They clung to each other’s hands for a few moments longer. But she was correct. It was not the right time. If she came back to him—
when
she came back to him—there must be no other need in her except to be with him for the rest of their lives.

He withdrew his hands gently, keeping the smile in his eyes, and left her without another word.

He was halfway back to Kilbourne House, striding unseeing along the streets, before he remembered that he had driven his curricle to Elizabeth’s.

  
PART V
  
A Wedding
  
25
  

L
ily gazed eagerly from the carriage window, not even trying to appear properly genteel. The village of Upper Newbury looked so very familiar. There was the inn, where she had descended from the stagecoach, and the steep lane leading down to the lower village. And there—

“Oh,
may
the carriage be stopped?” she asked.

The Duke of Portfrey, from his seat opposite, rapped on the front panel, and the carriage drew to an abrupt halt. Lily had the window down in a trice despite the coolness of the day and leaned her head through it.

“Mrs. Fundy,” she called. “How are you? And how are the children? Oh, the baby
has
grown.”

While the duke and Elizabeth exchanged glances of silent amusement, Mrs. Fundy, who had been gawking at the grand carriage with its ducal crest, smiled broadly, looked suddenly flustered, and bobbed a curtsy.

“We are all very well, thank you, my lady,” she said. “It is good to see you back again.”

“Oh, and it is good to
be
back again,” Lily said. “I shall call on you one day if I may.”
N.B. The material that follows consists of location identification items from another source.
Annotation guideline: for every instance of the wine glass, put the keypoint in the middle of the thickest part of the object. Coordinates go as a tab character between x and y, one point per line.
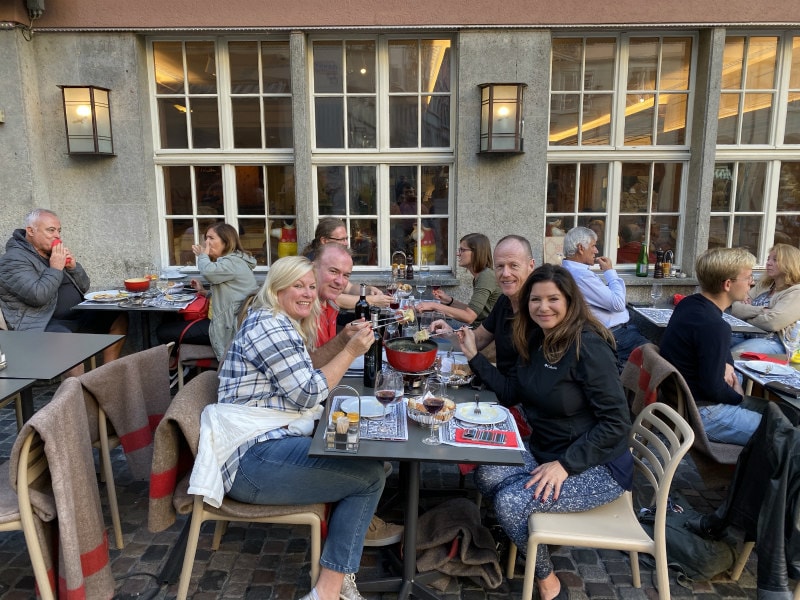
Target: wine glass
655	293
433	400
791	339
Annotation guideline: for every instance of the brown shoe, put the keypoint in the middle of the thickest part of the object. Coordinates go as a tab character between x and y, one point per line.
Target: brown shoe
381	533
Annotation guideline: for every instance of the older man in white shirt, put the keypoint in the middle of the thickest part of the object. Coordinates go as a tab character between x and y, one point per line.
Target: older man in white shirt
606	296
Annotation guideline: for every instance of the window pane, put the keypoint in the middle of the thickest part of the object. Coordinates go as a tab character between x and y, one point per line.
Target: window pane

She beamed at Mrs. Fundy while the carriage lurched into motion again. She was not coming home, she reminded herself. Newbury Abbey was not home. Oh, but she
felt
as if it were. She had come to love Rutland Park, as her father had predicted she would. She had come to love him too, as she had been determined to do, though it had not proved difficult at all. She had even enjoyed their extended visit to Nuttall Grange, where she had won the
affection of her bedridden grandpapa and of her two aunts who were not really aunts at all—Bessie Doyle and her mama’s sister. She had even come to feel happy and settled and at peace with herself and the world. She had not once, since leaving London, dreamed the nightmare.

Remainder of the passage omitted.